What is a factorial and why does it grow so fast

The factorial of a non-negative integer n, written as n!, is the product of all positive integers from 1 up to n. By definition, 0! = 1. So 1! = 1, 2! = 2, 3! = 6, 4! = 24, 5! = 120, 10! = 3,628,800, and 20! = 2,432,902,008,176,640,000. Factorials grow extremely quickly — faster than any polynomial and faster than any exponential with a fixed base. By 100!, the number has 158 digits, and by 170!, it has 307 digits and is close to the maximum value representable in standard 64-bit floating-point arithmetic.
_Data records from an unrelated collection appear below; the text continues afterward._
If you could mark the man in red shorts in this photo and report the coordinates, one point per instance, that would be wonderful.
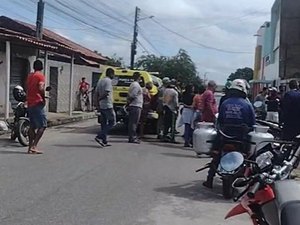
(36, 104)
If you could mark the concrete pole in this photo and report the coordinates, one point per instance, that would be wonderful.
(7, 88)
(71, 93)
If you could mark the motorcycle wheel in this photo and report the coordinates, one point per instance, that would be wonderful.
(227, 187)
(22, 132)
(13, 135)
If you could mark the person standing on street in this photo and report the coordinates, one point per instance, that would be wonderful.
(36, 103)
(104, 96)
(261, 97)
(146, 107)
(272, 102)
(209, 108)
(160, 107)
(135, 105)
(170, 101)
(188, 114)
(290, 112)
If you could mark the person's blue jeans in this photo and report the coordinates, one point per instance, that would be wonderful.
(107, 121)
(188, 134)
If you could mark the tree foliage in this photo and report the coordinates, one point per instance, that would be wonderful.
(115, 61)
(244, 73)
(180, 67)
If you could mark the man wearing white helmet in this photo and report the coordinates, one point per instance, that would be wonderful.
(236, 118)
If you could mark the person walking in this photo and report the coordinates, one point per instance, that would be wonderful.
(160, 106)
(104, 96)
(36, 103)
(146, 106)
(209, 108)
(84, 98)
(188, 114)
(261, 97)
(272, 102)
(290, 112)
(135, 105)
(170, 102)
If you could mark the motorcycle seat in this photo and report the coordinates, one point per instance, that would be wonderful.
(287, 194)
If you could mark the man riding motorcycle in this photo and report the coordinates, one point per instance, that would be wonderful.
(236, 118)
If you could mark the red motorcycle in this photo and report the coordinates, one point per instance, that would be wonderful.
(269, 197)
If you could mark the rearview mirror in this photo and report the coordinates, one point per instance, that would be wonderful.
(258, 104)
(231, 161)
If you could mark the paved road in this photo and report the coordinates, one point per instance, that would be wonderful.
(77, 183)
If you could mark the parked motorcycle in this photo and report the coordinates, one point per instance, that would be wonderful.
(268, 197)
(20, 125)
(234, 152)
Factorials appear throughout mathematics, statistics, and computer science. The most common use is in counting permutations: n! is the number of ways to arrange n distinct items in a sequence. If you have 5 books, there are 5! = 120 different orders in which you can arrange them on a shelf. Factorials also appear in the formulas for combinations and permutations (C(n, r) and P(n, r)), in binomial coefficients used in probability and the binomial theorem, in Taylor and Maclaurin series expansions of functions like e^x and sin(x), and in the formulas for number theory results.
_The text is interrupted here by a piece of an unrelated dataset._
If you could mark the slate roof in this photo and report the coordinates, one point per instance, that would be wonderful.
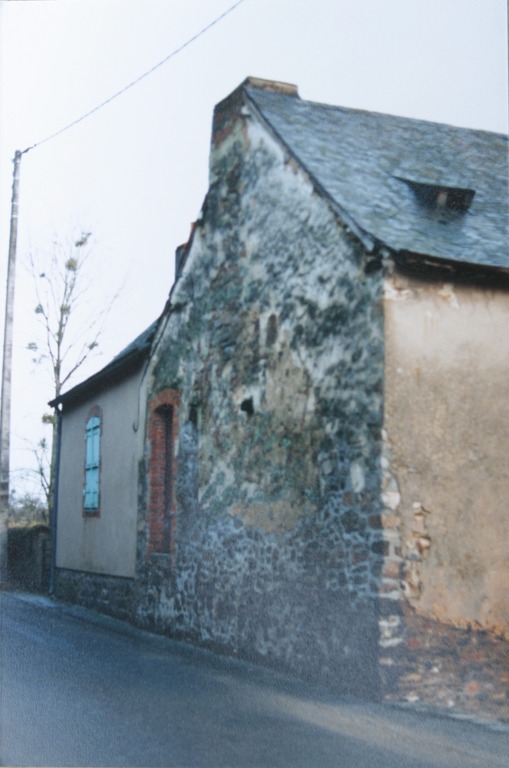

For results above n = 20, this calculator shows the value in scientific notation because the numbers become too large to read as integers. The number of digits in n! is shown using Stirling's approximation approach via summing logarithms of all factors, which is more numerically stable than direct multiplication for large n.

The maximum supported value is n = 170. This is because 171! exceeds the maximum finite value of a 64-bit double-precision floating-point number (approximately 1.8 x 10^308). Above this limit the result would be listed as Infinity in JavaScript, which is not useful. For values beyond 170, arbitrary-precision arithmetic libraries are needed.
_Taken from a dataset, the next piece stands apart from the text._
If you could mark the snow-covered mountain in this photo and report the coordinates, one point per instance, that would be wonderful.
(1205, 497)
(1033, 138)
Key factorial values for reference

0! = 1 (by definition). 1! = 1. 5! = 120. 10! = 3,628,800. 12! = 479,001,600. 15! = 1,307,674,368,000. 20! = 2.43 x 10^18. 52! is approximately 8.07 x 10^67, which is the number of ways to shuffle a standard 52-card deck (an astronomically large number, larger than the number of atoms in the observable universe). 100! is approximately 9.33 x 10^157. These values illustrate how factorials produce numbers of staggering size even for relatively small inputs.

Recursive definition and practical computation

Factorials can be defined recursively: n! = n x (n - 1)!. This means 5! = 5 x 4!, and 4! = 4 x 3!, and so on down to 0! = 1. This recursive structure is used in computer science to illustrate recursion as a concept, and in mathematical proofs where a result for n is derived from the result for n - 1. In practice, iterative computation (multiplying from 1 up to n in a loop) is more efficient and avoids the call-stack depth limitations of recursive code. This calculator uses the iterative approach for all values.